Uit Wikipedia, de vrije encyclopedie
Een boa van de gemeente Rotterdam schrijft een bekeuring uit aan een automobilist.
Amsterdamse boa van het team voor handhaving in het openbaar vervoer
Treinsteward van Arriva met boa-bevoegdheid
Zie Handhaving Nederland voor het hoofdartikel over dit onderwerp.

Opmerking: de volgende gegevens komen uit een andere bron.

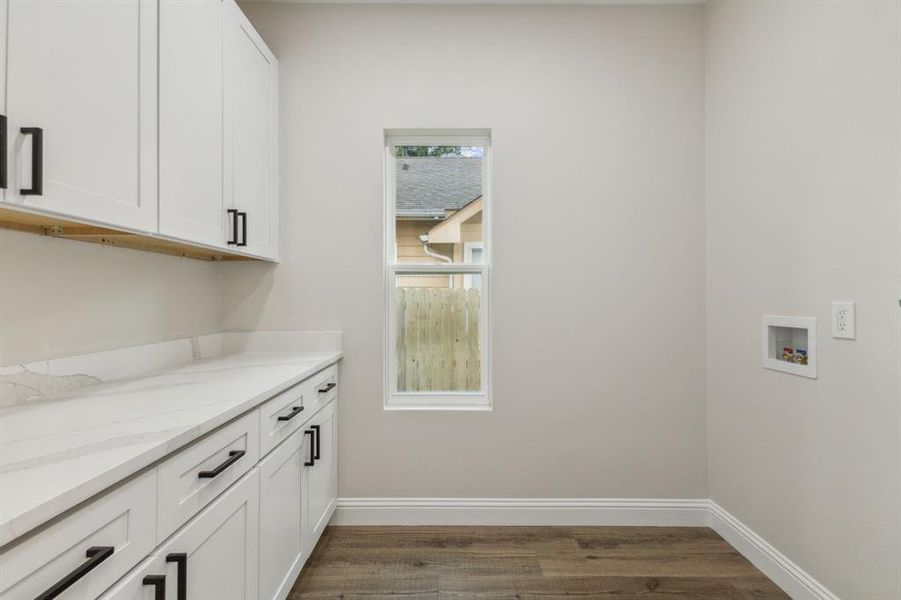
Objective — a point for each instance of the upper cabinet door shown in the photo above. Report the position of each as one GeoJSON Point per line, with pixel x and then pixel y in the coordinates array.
{"type": "Point", "coordinates": [82, 75]}
{"type": "Point", "coordinates": [251, 134]}
{"type": "Point", "coordinates": [190, 90]}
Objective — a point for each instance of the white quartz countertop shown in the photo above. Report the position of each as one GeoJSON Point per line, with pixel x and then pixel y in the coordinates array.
{"type": "Point", "coordinates": [58, 451]}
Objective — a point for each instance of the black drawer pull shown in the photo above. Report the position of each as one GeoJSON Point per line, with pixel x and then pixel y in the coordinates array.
{"type": "Point", "coordinates": [318, 437]}
{"type": "Point", "coordinates": [312, 460]}
{"type": "Point", "coordinates": [243, 241]}
{"type": "Point", "coordinates": [233, 457]}
{"type": "Point", "coordinates": [37, 162]}
{"type": "Point", "coordinates": [234, 218]}
{"type": "Point", "coordinates": [159, 585]}
{"type": "Point", "coordinates": [95, 556]}
{"type": "Point", "coordinates": [295, 410]}
{"type": "Point", "coordinates": [181, 562]}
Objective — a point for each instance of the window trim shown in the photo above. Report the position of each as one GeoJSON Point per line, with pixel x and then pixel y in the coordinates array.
{"type": "Point", "coordinates": [394, 400]}
{"type": "Point", "coordinates": [468, 247]}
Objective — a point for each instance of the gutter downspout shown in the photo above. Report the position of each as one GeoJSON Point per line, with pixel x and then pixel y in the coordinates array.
{"type": "Point", "coordinates": [429, 252]}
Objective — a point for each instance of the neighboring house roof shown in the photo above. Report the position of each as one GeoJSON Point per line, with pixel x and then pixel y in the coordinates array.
{"type": "Point", "coordinates": [428, 186]}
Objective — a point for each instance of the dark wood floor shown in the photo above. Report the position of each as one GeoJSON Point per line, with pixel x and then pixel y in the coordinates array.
{"type": "Point", "coordinates": [541, 563]}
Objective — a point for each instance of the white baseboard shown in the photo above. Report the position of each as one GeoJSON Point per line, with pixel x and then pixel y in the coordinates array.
{"type": "Point", "coordinates": [796, 582]}
{"type": "Point", "coordinates": [518, 511]}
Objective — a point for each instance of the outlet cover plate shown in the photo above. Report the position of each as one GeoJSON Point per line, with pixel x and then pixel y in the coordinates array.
{"type": "Point", "coordinates": [844, 320]}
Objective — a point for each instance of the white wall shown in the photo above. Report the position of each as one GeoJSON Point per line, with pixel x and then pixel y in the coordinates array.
{"type": "Point", "coordinates": [598, 280]}
{"type": "Point", "coordinates": [803, 150]}
{"type": "Point", "coordinates": [61, 297]}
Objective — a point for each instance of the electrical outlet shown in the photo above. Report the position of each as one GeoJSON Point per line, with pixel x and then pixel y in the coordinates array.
{"type": "Point", "coordinates": [844, 321]}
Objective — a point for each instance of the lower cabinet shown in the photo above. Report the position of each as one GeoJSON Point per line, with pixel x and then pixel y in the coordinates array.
{"type": "Point", "coordinates": [321, 476]}
{"type": "Point", "coordinates": [282, 490]}
{"type": "Point", "coordinates": [215, 556]}
{"type": "Point", "coordinates": [246, 539]}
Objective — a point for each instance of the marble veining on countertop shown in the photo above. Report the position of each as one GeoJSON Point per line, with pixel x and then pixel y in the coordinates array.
{"type": "Point", "coordinates": [58, 450]}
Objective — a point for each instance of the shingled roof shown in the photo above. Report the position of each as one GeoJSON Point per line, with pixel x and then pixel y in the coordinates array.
{"type": "Point", "coordinates": [428, 186]}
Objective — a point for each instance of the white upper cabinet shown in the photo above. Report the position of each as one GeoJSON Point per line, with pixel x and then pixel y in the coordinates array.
{"type": "Point", "coordinates": [191, 95]}
{"type": "Point", "coordinates": [251, 141]}
{"type": "Point", "coordinates": [158, 117]}
{"type": "Point", "coordinates": [81, 81]}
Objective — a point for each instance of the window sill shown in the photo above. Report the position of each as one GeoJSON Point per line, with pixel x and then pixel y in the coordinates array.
{"type": "Point", "coordinates": [438, 402]}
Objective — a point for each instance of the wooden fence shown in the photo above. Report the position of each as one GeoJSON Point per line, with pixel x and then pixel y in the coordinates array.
{"type": "Point", "coordinates": [438, 340]}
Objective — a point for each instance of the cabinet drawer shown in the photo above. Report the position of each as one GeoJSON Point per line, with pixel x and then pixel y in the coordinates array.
{"type": "Point", "coordinates": [88, 550]}
{"type": "Point", "coordinates": [283, 415]}
{"type": "Point", "coordinates": [193, 477]}
{"type": "Point", "coordinates": [324, 385]}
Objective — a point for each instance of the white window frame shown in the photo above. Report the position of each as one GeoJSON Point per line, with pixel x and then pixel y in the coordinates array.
{"type": "Point", "coordinates": [468, 247]}
{"type": "Point", "coordinates": [395, 400]}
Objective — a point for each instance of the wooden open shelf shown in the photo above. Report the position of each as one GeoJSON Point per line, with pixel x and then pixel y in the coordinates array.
{"type": "Point", "coordinates": [24, 220]}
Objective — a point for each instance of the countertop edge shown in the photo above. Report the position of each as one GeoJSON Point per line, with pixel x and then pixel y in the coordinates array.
{"type": "Point", "coordinates": [26, 523]}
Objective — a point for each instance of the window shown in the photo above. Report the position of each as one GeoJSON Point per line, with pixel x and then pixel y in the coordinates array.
{"type": "Point", "coordinates": [437, 248]}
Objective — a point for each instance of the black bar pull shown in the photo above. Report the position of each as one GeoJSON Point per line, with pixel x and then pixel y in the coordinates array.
{"type": "Point", "coordinates": [181, 563]}
{"type": "Point", "coordinates": [295, 410]}
{"type": "Point", "coordinates": [233, 457]}
{"type": "Point", "coordinates": [95, 556]}
{"type": "Point", "coordinates": [159, 584]}
{"type": "Point", "coordinates": [3, 152]}
{"type": "Point", "coordinates": [312, 460]}
{"type": "Point", "coordinates": [318, 437]}
{"type": "Point", "coordinates": [243, 241]}
{"type": "Point", "coordinates": [37, 161]}
{"type": "Point", "coordinates": [234, 215]}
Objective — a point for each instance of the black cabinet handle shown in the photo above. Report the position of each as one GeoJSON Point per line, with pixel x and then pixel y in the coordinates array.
{"type": "Point", "coordinates": [295, 410]}
{"type": "Point", "coordinates": [95, 556]}
{"type": "Point", "coordinates": [318, 437]}
{"type": "Point", "coordinates": [243, 241]}
{"type": "Point", "coordinates": [234, 215]}
{"type": "Point", "coordinates": [233, 457]}
{"type": "Point", "coordinates": [312, 460]}
{"type": "Point", "coordinates": [181, 563]}
{"type": "Point", "coordinates": [3, 152]}
{"type": "Point", "coordinates": [37, 161]}
{"type": "Point", "coordinates": [159, 584]}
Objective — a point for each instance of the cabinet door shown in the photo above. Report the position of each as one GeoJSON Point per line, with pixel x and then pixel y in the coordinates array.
{"type": "Point", "coordinates": [251, 126]}
{"type": "Point", "coordinates": [85, 74]}
{"type": "Point", "coordinates": [220, 547]}
{"type": "Point", "coordinates": [281, 516]}
{"type": "Point", "coordinates": [190, 132]}
{"type": "Point", "coordinates": [322, 476]}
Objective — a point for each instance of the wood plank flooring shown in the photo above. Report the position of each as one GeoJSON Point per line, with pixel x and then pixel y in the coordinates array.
{"type": "Point", "coordinates": [529, 563]}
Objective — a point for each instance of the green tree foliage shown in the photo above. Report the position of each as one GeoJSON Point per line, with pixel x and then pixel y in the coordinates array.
{"type": "Point", "coordinates": [405, 151]}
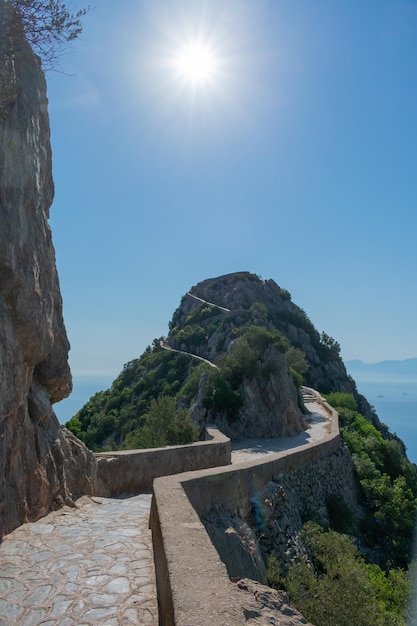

Een buitengewoon opsporingsambtenaar (afgekort: boa) is in Nederland een beëdigd functionaris die is bevoegd tot de opsporing van bepaalde, meestal een beperkt aantal of een specifieke groep, strafbare feiten. Dit in tegenstelling tot algemene opsporingsambtenaren, die bevoegd zijn tot de opsporing van nagenoeg alle strafbare feiten. Voorbeelden van buitengewoon opsporingsambtenaren zijn gemeentelijke handhavers, sociaal rechercheurs, boswachters, milieuambtenaren, leerplichtambtenaren en medewerkers Veiligheid & Service van de treinvervoerders.

In veel gevallen hebben buitengewoon opsporingsambtenaren een functie die mede de handhaving van de leefbaarheid en overlast omvat. Een deel van deze handhavers heeft ook geweldsbevoegdheden en soms ook geweldsmiddelen zoals handboeien, wapenstok, pepperspray en een vuurwapen.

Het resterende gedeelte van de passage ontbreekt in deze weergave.